Когда мы уже озвучивали картину, поручил сделать это мне и второму режиссеру. Он в это время монтировал. Вдруг присылает нам материал на переозвучку. Мы вначале даже обиделись, но потом пришел его второй режиссер и объяснил, в каких местах и как надо переозвучить. И я понял, что он прав. Мы переозвучили, и стало действительно намного лучше.
У него было очень бережное и доброжелательное отношение к этому материалу.
Услужливая память подсказывает разные эпизоды…
В мае месяце мы выехали на Дальний Восток, чтобы снять четыре времени года — весну, лето, осень и зиму. Мы снимали на натуре почти девять месяцев.
Жили мы в городе Арсеньевске — это бывшая деревня Семеновка, откуда и начинал свой путь Арсеньев.
В первый день, когда группа отправлялась на съемку, по-моему, в городе никто не работал. Местные жители никогда не видели киношников. Около гостиницы стояли толпы, как будто готовились к демонстрации. Мы проходили как сквозь строй. Арсеньевск — городок маленький, окруженный сопками. Отовсюду виден памятник Арсеньеву. Памятник выглядит так — в скале огромная глыба, и в ней высечен Дерсу Узала, а перед ним в шинели стоит Арсеньев. Мне очень нравится этот памятник. И вот когда вся группа шла, а мы выходили с Мунзуком последние, я услышал реплику: «А что, на памятник похожи». Это очень нас взбодрило.

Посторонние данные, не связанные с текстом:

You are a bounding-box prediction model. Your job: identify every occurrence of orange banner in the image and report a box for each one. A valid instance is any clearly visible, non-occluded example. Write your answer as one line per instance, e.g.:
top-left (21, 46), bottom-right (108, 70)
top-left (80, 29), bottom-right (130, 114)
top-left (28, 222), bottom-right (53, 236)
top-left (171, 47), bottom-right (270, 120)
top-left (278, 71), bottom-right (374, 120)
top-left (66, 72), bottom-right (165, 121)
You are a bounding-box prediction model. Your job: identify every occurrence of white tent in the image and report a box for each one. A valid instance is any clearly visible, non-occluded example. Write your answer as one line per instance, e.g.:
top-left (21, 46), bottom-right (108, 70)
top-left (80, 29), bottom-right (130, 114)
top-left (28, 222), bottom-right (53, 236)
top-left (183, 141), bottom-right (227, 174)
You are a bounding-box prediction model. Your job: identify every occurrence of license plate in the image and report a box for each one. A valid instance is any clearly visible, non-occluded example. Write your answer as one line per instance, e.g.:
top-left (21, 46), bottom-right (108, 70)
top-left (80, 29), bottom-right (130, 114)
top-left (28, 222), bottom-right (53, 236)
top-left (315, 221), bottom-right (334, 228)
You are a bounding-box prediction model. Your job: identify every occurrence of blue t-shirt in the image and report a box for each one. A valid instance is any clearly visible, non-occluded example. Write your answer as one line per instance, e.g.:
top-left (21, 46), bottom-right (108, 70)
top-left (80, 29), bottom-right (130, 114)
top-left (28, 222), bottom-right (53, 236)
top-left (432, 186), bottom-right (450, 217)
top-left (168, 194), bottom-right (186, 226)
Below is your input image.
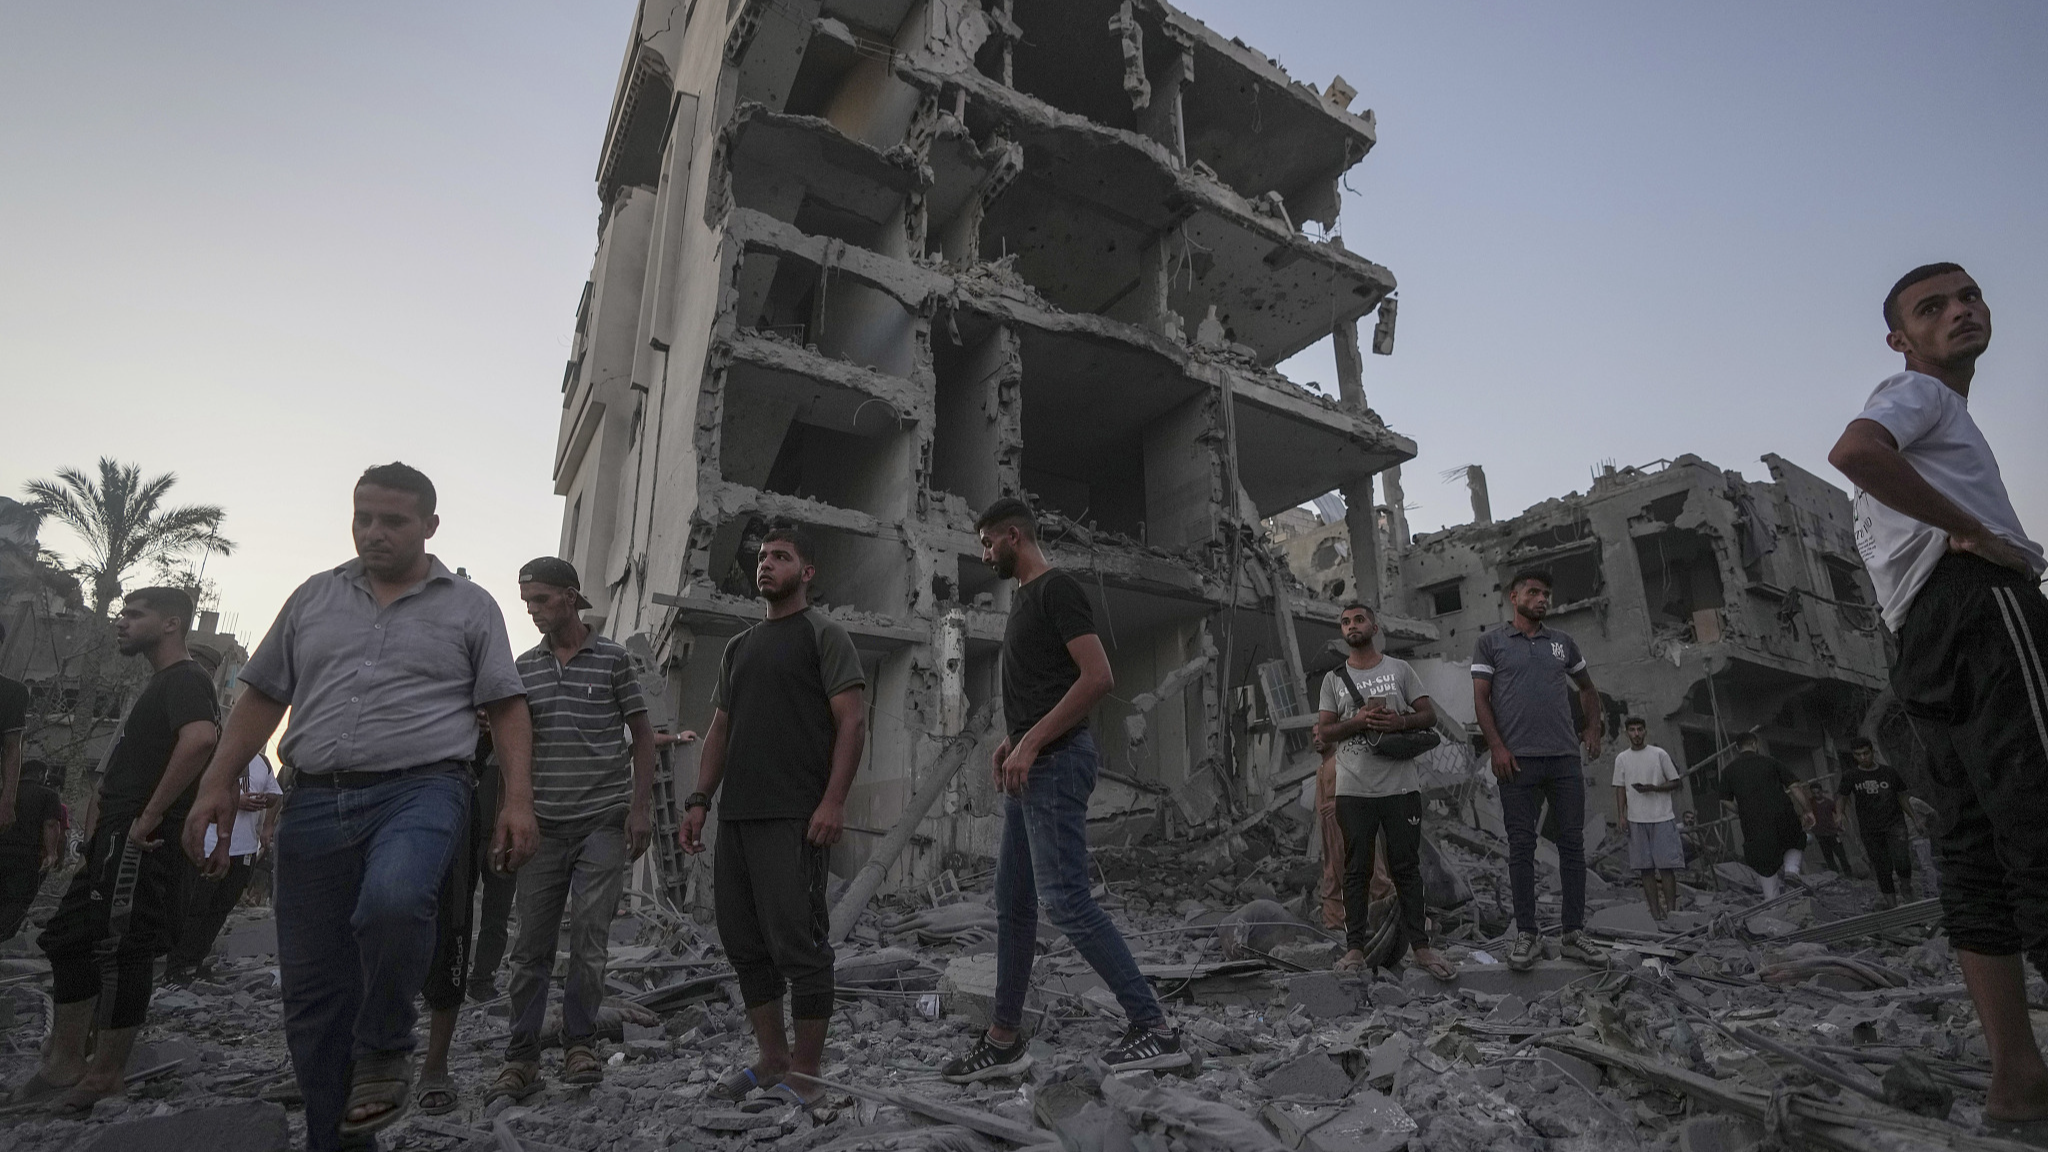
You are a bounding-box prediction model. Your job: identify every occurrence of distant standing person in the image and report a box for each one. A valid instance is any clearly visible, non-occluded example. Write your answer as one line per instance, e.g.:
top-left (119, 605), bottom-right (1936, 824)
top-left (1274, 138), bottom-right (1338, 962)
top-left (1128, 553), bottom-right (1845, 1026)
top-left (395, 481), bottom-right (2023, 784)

Природа на Дальнем Востоке необычайно красивая. Я сам из Забайкалья, по у нас все по-другому. Па Дальнем Востоке деревья и трава чем-то напоминают японские. Красотища необыкновенная. Но работать нелегко: зимой — очень холодно, летом — мошкара, комары. Однажды, в это трудно поверить, но мы не могли снимать полдня, просидели на лесной дороге, потому что вокруг нас летали миллиарды божьих коровок. Они бились об автобус. Причем были очень большими — с ноготь величиной. Мы не могли выйти.

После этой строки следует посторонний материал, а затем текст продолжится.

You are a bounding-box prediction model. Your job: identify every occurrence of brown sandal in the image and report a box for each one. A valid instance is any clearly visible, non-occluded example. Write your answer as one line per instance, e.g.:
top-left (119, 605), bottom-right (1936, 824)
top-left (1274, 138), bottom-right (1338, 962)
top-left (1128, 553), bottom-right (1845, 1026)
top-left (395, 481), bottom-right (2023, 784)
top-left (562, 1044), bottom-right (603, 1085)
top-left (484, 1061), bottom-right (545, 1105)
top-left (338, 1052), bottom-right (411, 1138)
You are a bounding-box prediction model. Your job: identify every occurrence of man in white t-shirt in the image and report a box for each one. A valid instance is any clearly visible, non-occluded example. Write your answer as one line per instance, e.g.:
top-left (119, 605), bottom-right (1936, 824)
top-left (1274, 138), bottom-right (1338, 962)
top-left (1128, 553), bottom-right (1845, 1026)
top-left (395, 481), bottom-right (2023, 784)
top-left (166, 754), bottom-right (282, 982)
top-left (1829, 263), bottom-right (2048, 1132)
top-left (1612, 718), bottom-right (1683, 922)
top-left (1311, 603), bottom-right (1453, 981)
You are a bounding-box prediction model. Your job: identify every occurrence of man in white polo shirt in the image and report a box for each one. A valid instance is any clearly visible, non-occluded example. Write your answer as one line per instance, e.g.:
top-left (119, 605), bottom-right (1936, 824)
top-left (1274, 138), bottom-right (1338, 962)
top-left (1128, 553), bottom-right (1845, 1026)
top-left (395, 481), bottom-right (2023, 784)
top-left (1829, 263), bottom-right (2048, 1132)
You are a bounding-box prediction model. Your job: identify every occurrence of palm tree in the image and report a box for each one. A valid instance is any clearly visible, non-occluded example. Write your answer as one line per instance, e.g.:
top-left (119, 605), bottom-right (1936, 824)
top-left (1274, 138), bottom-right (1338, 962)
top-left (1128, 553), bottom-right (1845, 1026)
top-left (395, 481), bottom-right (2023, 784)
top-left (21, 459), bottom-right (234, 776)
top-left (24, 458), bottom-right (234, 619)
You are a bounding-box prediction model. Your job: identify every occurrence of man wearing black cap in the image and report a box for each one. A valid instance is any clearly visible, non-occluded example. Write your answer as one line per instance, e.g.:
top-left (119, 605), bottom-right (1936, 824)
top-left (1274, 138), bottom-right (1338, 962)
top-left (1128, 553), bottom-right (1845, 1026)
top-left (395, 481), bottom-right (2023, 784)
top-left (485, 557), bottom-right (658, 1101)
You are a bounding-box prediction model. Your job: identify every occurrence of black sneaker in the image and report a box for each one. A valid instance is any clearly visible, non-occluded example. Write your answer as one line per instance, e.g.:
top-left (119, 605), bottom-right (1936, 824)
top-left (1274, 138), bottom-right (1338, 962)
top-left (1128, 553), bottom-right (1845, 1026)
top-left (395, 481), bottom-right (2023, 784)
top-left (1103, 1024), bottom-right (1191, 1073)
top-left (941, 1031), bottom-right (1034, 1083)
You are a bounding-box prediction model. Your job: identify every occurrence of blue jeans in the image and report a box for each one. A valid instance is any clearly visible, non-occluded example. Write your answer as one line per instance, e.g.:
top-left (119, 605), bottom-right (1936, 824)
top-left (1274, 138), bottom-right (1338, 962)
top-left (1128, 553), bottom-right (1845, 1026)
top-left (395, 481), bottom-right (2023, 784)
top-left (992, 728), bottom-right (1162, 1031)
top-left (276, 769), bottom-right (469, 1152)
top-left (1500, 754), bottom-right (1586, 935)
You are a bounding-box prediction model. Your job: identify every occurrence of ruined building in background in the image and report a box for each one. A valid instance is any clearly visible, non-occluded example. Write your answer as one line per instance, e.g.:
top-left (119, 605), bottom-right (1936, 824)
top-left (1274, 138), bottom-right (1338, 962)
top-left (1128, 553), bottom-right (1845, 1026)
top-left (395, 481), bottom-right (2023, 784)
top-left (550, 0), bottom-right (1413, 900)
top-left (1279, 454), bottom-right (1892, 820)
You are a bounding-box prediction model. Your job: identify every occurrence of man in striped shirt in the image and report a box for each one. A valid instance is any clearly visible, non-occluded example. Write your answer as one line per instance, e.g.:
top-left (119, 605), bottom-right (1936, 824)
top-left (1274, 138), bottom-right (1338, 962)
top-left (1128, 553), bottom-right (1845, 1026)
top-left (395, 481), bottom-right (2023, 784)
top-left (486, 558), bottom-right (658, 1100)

Я дочке все время отправлял в Москву всякие диковинки — таких божьих коровок, бабочек, тоже огромных и очень ярких, красивых. Мы бывали в местах, где никогда не ступала нога человека.
Выезжали каждый день за двадцать, тридцать, сорок километров в тайгу.
Жили мы все, и японская группа и наша, в трехэтажной гостинице. Кроме нас, там никто не жил. Вся гостиница принадлежала нам. Когда выезжали па съемку, за нами ехала полевая кухня готовить обед. Никаких разносолов не подавали, но все очень вкусно — обязательно салат, суп, второе, компот, чай. Японцы оказались неприхотливы в еде… Они никогда не говорили, что им бы хотелось чего-то другого. И Куросава делил со всеми нами тяготы «таежной жизни». Ел со всеми «из одного котла», и все ему нравилось.
Конечно, когда вечером мы возвращались в гостиницу, японцы иногда готовили свою национальную еду сами и приглашали попробовать и нас. Угощали и горячим сакэ. У японцев очень вкусная еда.
Иногда и наши охотники баловали нас. Однажды мы снимали эпизод на горной речушке, и они мне сказали: «Не ходи обедать, мы сами все приготовим». Я впервые увидел, как горбуша стаями проплывает мимо. И они ее ловят прямо вилкой. А потом в ведре сделали уху — вкуснятина невозможная.